The 2010 CDC Guidelines state that “NAATs can be used for detection of C. trachomatis in vaginal specimens or urine from girls. All specimens should be retained for additional testing if necessary. No data are available regarding the use of NAATs in boys or for extragential specimens (e.g. those obtained from the rectum) in boys and girls. Culture remains the preferred method for extragential sites.”. However the CDC cannot recommend a specific test or manufacturer. All NAATs are not equivalent. As new NAATs become available they will have to be evaluated for this indication. In addition we also need more studies on the performance of these assays in boys and for extragential sites in children. Acquiring these data are very important as identification of C. trachomatis in a prepubertal child has significant legal as well as medical implications.

References

  1. Centers for Disease Control and Prevention. 2006. Sexually transmitted diseases treatment guidelines 2006. M.M.W.R. 55(No. RR-11):1-100.
  2. Matthews-Greer JG, Sloop G, Springer A, McRae K, LaHaye E, Jamison R. Comparison of detection meth-ods for Chlamydia trachomatis in specimens obtained from pediatric victims of suspected sexual abuse. Pediatr Infect Dis J 1999; 18:165-167.

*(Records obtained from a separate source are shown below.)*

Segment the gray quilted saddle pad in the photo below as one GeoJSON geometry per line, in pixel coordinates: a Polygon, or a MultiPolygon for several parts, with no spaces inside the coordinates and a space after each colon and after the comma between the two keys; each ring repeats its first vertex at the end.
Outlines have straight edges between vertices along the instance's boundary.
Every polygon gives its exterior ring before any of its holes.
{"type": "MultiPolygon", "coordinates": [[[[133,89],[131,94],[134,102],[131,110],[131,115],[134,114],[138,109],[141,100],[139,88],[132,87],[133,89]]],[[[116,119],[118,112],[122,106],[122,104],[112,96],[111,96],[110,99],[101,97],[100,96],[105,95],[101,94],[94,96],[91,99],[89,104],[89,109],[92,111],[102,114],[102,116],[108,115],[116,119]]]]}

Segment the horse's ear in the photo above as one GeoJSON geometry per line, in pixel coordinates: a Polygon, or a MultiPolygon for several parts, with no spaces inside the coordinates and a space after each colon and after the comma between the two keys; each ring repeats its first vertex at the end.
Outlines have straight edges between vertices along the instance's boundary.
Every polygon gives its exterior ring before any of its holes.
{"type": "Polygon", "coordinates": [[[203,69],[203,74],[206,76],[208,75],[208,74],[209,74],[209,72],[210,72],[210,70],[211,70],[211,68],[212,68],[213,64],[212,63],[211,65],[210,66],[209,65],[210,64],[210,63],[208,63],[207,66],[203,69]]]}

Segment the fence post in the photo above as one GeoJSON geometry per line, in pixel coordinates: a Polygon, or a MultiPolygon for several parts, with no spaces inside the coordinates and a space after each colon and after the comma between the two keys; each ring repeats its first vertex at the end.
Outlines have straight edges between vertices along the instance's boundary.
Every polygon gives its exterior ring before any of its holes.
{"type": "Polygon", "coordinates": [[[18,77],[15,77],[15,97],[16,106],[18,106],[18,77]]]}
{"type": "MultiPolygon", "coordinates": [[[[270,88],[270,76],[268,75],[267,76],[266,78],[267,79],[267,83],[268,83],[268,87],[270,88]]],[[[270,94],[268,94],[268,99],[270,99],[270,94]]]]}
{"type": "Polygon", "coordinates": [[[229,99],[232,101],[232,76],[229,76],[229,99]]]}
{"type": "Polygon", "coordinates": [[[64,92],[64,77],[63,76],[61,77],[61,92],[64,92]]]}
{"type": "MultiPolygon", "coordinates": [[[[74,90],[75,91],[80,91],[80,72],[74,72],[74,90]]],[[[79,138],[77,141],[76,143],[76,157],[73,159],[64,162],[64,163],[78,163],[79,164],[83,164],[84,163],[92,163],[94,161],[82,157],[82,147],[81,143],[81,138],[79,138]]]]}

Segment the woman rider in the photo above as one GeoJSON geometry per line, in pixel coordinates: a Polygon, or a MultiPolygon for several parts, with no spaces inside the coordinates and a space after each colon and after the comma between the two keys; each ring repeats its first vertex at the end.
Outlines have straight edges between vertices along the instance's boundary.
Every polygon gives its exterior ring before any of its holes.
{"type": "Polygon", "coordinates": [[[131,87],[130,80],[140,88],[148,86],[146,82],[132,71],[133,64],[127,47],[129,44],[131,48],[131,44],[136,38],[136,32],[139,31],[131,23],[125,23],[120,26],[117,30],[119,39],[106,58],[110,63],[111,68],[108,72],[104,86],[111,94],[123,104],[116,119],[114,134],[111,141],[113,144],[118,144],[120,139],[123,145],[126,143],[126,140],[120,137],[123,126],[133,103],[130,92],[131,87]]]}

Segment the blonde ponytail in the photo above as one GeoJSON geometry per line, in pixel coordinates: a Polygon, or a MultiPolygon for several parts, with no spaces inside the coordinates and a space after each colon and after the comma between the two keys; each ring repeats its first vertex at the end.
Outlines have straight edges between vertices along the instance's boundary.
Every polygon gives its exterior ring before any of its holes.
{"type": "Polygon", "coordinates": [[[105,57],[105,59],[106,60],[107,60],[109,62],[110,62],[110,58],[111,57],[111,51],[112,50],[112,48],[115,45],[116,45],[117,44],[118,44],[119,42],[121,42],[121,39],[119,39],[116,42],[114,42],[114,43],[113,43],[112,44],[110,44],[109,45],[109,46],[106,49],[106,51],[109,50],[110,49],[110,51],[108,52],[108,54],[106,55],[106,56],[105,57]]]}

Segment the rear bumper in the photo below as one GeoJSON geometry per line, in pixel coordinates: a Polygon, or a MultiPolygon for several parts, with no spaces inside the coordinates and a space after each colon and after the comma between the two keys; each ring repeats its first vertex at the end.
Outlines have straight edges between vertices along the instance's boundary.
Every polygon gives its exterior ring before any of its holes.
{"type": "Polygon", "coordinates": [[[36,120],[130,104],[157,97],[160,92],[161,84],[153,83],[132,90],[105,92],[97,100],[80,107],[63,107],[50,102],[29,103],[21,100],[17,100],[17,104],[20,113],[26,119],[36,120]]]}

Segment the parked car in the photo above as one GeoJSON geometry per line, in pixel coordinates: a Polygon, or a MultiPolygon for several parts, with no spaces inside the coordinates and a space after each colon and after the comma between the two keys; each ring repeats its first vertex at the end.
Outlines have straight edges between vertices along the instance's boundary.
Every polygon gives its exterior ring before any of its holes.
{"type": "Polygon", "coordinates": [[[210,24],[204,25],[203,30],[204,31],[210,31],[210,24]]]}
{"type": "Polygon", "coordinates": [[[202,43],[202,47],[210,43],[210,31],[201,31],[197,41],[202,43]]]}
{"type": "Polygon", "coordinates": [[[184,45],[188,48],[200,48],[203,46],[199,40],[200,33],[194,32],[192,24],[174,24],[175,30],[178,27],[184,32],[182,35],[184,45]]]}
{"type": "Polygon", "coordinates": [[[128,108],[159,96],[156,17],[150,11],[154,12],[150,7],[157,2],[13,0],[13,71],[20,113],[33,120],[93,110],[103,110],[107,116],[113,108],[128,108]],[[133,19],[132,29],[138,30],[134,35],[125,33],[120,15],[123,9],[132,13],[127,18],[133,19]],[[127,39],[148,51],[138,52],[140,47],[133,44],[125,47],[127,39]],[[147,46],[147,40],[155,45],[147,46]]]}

  3. Giradet R G, McClain N, Lahoti S, Cheung K, Hartwell B, McNeese M. Comparison of the urine-based ligase chain reaction test to culture for detection of Chlamydia trachomatis and Neisseria gonorrhoeae in pediatric sexual abuse victims. Pediatr Infect Dis J. 2000; 20:144-147.
  4. Kellogg ND, Baillargeon J, Lukefahr JL, Lawless K, S Menard W. Comparison of nucleic acid amplification tests and culture techniques in the detection of Neisseria gonorrhoeae and Chlamydia trachomatis in victims of suspected child sexual abuse. J Pediatr Adolesc Gynecol 2004; 17:331-339.
  5. Centers for Disease Control and Prevention. 2002. Recall of LCx Neisseria gonorrhoeae assay and implications for laboratory testing for N. gonorrhoeae and C. trachomatis. M.M.W.R. 51:709.
  6. Black CM, Driebe EM, Howard LA, Fajman NN, Sawyer MK, Girardet RG, Sautter RL, Greenwald E, Beck-Sagué CM, Unger ER, Igietseme JU, Hammerschlag MR. Multicenter study of nucleic acid amplification tests for detection of Chlamydia trachomatis and Neisseria gonorrhoeae in children being evaluated for sexual abuse. Pediatr Infect Dis J 2009; 28:608-613.
  7. Centers for Disease Control and Prevention. Sexually transmitted diseases treatment guidelines 2010. MMWR 2010;59 (No. RR-14):1-102.